Thank you for your excellent work and for considering the recommendations provided during the review process. Your detailed reply to the suggestions was excellent, comprehensive and very much appreciated. With all your work the quality of the resulting manuscript is substantially improved from what was already a very good manuscript. Congratulations.


Two final points.

Line 495. I think you accidentally deleted 'e' from 'the' at the end of that line.

Supplemental graphics

First sentence in SA1 figure title. I think you want to say "enhances" instead of "enhance."


Graphics. I like these in concept. I grasp them at about 90% of what I think I see there. I am kindly recommending minor changes in their presentation to make them less cluttered and focus on the dynamic information rather than a mix of static and dynamic. 

I see a blue line in space - I don't understand why that is there. Does it need to be in these charts? My understanding doesn't change if I mentally remove them so I don't understand why they are there. Maybe they can be deleted.

I see a subset of information in each graphic that is static. This is cluttering the important dynamic information you seem to want to get across in your presentation. Ideally, I think if you could just include those static numbers in a legend or in the text of the figure title, it will make the rest of figures cleaner and more understandable. Specifically, every chart has 2 blue dotted reference lines of 4 ml/l and 5 ml/l, a green dotted reference line of 1 mg/m3 and a brown dotted line of 1 microM. Because this information is static and common to all the charts, if you describe it once in the figure information (or a legend) and remove those numbers and arrows from each chart, you will make the presentation more concise and cleaner to read.
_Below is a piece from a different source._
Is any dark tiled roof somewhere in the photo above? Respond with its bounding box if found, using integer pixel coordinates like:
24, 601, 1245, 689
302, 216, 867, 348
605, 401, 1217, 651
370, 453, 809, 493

If you do that sort of adjustment with the figures, now we can focus on the dynamic information between the locations, the integrated water quality measure comparisons. And without all the static information in the figures, you could move the nitrogen and phosphorus numbers up under the chla number so all the text information is together above the chart information rather than split apart around the chart.


That is one way I see the supplemental presentation could be made more clear and should only require a small amount of time to improve the graphics.


Good luck! Once again, excellent work, I enjoyed this review covering the RADMED program and seeing the relatively uncommon long term aquatic living resource time series brought to life in your analyses and reporting. Just a few minutes work on the supplemental graphics for me seems to complete the work needed for publication now if the editor agrees. Take good care and keep up the excellent monitoring and analysis work on the Mediterranean Sea!  



Author Response

Once again we would like to thank the reviewer very sincerely for his/her constructive comments.

 

We have corrected the spelling mistakes that the reviewer commented and some other mistakes that we have found.

 

We have also re-made the figure S1 with the conceptual scheme for the RADMED area. As suggested by the reviewer we have made it clearer suppressing some of the legends with static information. As suggested by the reviewer this information is now provided in the legend of the figure. All the figures providing dynamical information are included together in a single legend inserted in the plots for each area, as suggested by the reviewer.

 

The reviewer also asked for the meaning of the blue horizontal bar. This represented an schematic of the horizontal axis for the dissolved oxygen concentration. It was not clear in the previous version of this figure because it was displaced upwards from the vertical axis. Now this has been corrected and we think that its meaning is clear.

 

We sincerely appreciate the comments made by the reviewer.